Puerto Rico – Jewel of the Caribbean
Puerto Rico is an island in the Caribbean Sea. Its area is 9,104 square kilometers. It is a commonwealth of the United States. Puerto Rico is part of the island group called the West Indies. It is located at the eastern end of the Greater Antilles, between the Atlantic Ocean and the Caribbean Sea. The island is roughly rectangular in shape. The weather is warm year-round. The island is mostly hilly, though it is flatter along the coast. Rainforests cover parts of the north.
Most Puerto Ricans speak Spanish, and many speak English as well. Most of the people are Christian.

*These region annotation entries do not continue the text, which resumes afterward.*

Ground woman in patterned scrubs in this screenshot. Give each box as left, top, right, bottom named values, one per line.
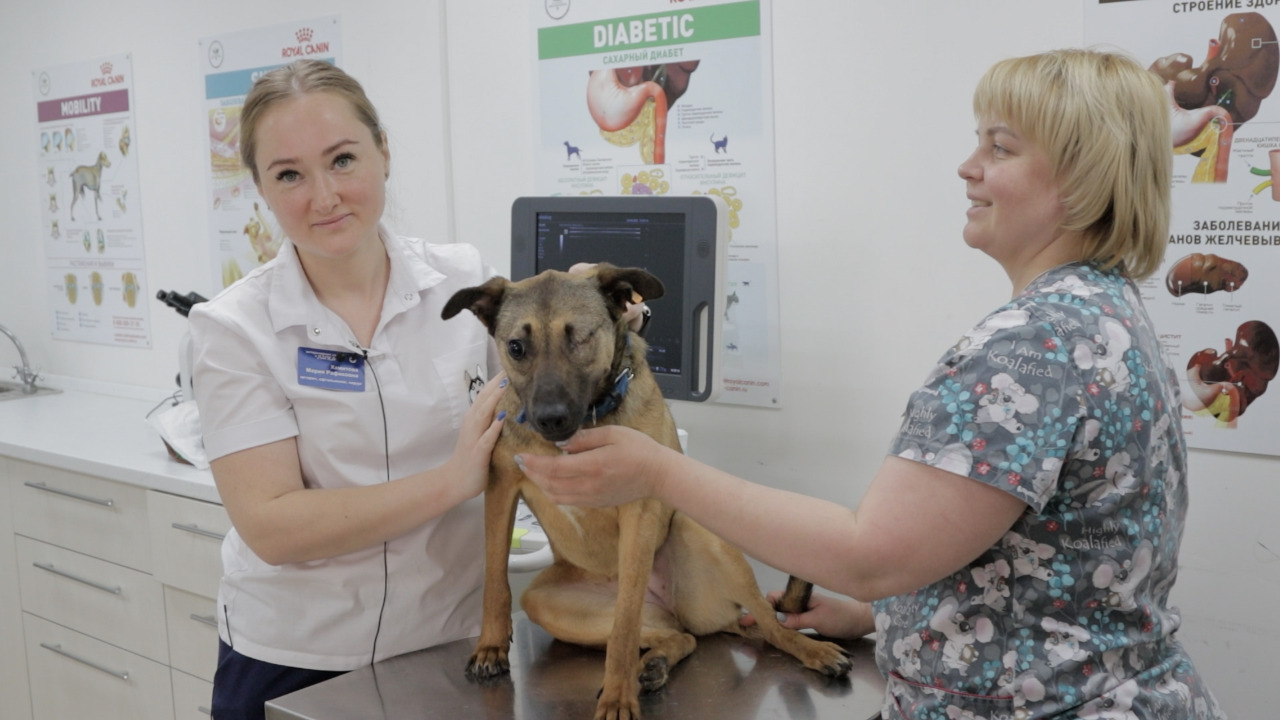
left=514, top=50, right=1224, bottom=720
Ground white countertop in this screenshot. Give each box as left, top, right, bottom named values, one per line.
left=0, top=378, right=220, bottom=502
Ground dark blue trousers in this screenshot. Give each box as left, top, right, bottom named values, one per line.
left=214, top=641, right=342, bottom=720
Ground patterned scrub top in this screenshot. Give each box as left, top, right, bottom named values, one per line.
left=873, top=263, right=1225, bottom=720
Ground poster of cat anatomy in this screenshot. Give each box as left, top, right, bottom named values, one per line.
left=200, top=15, right=342, bottom=287
left=32, top=55, right=151, bottom=347
left=530, top=0, right=782, bottom=407
left=1084, top=0, right=1280, bottom=455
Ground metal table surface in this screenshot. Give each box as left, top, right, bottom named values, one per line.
left=266, top=614, right=884, bottom=720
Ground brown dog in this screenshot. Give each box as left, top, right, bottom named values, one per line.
left=442, top=264, right=850, bottom=719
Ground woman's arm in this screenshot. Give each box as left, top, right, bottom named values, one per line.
left=210, top=375, right=507, bottom=565
left=520, top=425, right=1027, bottom=601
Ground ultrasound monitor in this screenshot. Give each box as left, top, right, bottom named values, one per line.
left=511, top=195, right=728, bottom=402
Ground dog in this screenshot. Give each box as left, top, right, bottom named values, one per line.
left=442, top=263, right=851, bottom=719
left=72, top=151, right=111, bottom=220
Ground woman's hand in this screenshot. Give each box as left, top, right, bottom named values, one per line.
left=516, top=425, right=682, bottom=507
left=739, top=591, right=876, bottom=638
left=448, top=373, right=507, bottom=498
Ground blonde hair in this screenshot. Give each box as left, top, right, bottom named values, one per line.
left=973, top=50, right=1172, bottom=279
left=239, top=60, right=387, bottom=183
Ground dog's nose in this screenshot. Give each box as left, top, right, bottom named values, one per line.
left=529, top=402, right=581, bottom=442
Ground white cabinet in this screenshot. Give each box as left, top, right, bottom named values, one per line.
left=23, top=612, right=173, bottom=720
left=0, top=457, right=230, bottom=720
left=0, top=457, right=31, bottom=720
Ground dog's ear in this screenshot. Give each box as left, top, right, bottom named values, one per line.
left=440, top=277, right=507, bottom=334
left=595, top=263, right=666, bottom=315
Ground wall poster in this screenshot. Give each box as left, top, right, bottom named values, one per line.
left=1084, top=0, right=1280, bottom=455
left=530, top=0, right=782, bottom=407
left=200, top=15, right=342, bottom=288
left=32, top=55, right=151, bottom=347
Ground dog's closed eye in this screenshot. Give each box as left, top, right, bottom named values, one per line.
left=507, top=340, right=525, bottom=360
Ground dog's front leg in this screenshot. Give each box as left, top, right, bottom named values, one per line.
left=467, top=460, right=520, bottom=680
left=595, top=500, right=671, bottom=720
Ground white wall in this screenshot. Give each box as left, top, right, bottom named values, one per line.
left=0, top=0, right=1264, bottom=717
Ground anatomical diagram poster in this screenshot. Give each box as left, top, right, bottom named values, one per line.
left=530, top=0, right=782, bottom=407
left=200, top=15, right=342, bottom=288
left=1084, top=0, right=1280, bottom=455
left=32, top=55, right=151, bottom=347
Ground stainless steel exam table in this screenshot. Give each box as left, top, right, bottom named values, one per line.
left=266, top=612, right=884, bottom=720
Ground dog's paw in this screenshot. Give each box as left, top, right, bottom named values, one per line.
left=805, top=642, right=854, bottom=678
left=595, top=691, right=640, bottom=720
left=467, top=647, right=511, bottom=680
left=640, top=655, right=671, bottom=693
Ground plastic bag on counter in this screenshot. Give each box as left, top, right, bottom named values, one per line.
left=147, top=400, right=209, bottom=470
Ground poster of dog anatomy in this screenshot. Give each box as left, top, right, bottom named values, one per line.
left=530, top=0, right=782, bottom=407
left=1084, top=0, right=1280, bottom=455
left=32, top=55, right=151, bottom=347
left=200, top=15, right=342, bottom=288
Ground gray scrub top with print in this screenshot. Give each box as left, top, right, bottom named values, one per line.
left=874, top=263, right=1221, bottom=720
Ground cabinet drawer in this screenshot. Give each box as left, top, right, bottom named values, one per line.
left=10, top=462, right=151, bottom=573
left=17, top=537, right=169, bottom=665
left=23, top=612, right=173, bottom=720
left=173, top=670, right=214, bottom=720
left=147, top=491, right=232, bottom=597
left=164, top=587, right=218, bottom=683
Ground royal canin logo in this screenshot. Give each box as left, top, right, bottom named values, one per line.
left=280, top=27, right=329, bottom=58
left=90, top=63, right=124, bottom=87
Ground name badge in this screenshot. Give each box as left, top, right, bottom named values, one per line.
left=298, top=347, right=365, bottom=392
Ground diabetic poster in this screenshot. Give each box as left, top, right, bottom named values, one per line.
left=531, top=0, right=781, bottom=407
left=200, top=17, right=342, bottom=287
left=1085, top=0, right=1280, bottom=455
left=33, top=55, right=151, bottom=347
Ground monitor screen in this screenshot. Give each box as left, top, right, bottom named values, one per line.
left=511, top=196, right=727, bottom=401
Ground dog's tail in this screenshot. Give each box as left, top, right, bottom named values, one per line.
left=776, top=575, right=813, bottom=614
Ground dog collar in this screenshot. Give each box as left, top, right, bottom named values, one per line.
left=582, top=368, right=636, bottom=425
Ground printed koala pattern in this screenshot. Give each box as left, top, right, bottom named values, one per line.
left=874, top=263, right=1225, bottom=720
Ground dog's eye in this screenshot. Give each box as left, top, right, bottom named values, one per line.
left=507, top=340, right=525, bottom=360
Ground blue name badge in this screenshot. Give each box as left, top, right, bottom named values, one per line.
left=298, top=347, right=365, bottom=392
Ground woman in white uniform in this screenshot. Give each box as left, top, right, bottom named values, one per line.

The capital of Puerto Rico is San Juan.
Arawak Indians known as the Taino arrived in what is now Puerto Rico by AD 1000. Christopher Columbus was the first European to reach the island and in 1493 he claimed it for Spain. In the late 1700s the Spanish brought in Africans to work on the plantations. After the Spanish-American War in 1898 Spain gave Puerto Rico to the United States. In 1917 people of Puerto Rico became American citizens. In 1951 Puerto Rico became a commonwealth.
The major mountain system is the Cordillera Central, which bisects the western and central parts of the island. The Turabo Valley is the major lowland area. Puerto Rico is a seismically active region that has sporadic earthquakes.
Steep mountain slopes cover nearly one-fourth of the island. The highest and longest mountain range is the Cordillera Central. Cerro de Punta is the highest point (1,338 m). The other major mountain system is the Sierra de Luquillo in the east. A third mountain range—the Sierra da Cayey—is in the southeast.
The major rivers are the Rio La Plata (the longest) and the Rio Grande de Loiza (the widest).
Natural resources include forest and agricultural land, hydropower potential, and oil reserves.
Numerous cliffs, caves, sinkholes, and tunnels have been carved by rainwater into the limestone. The largest single cave, Cueva Clara, is 210 meters long.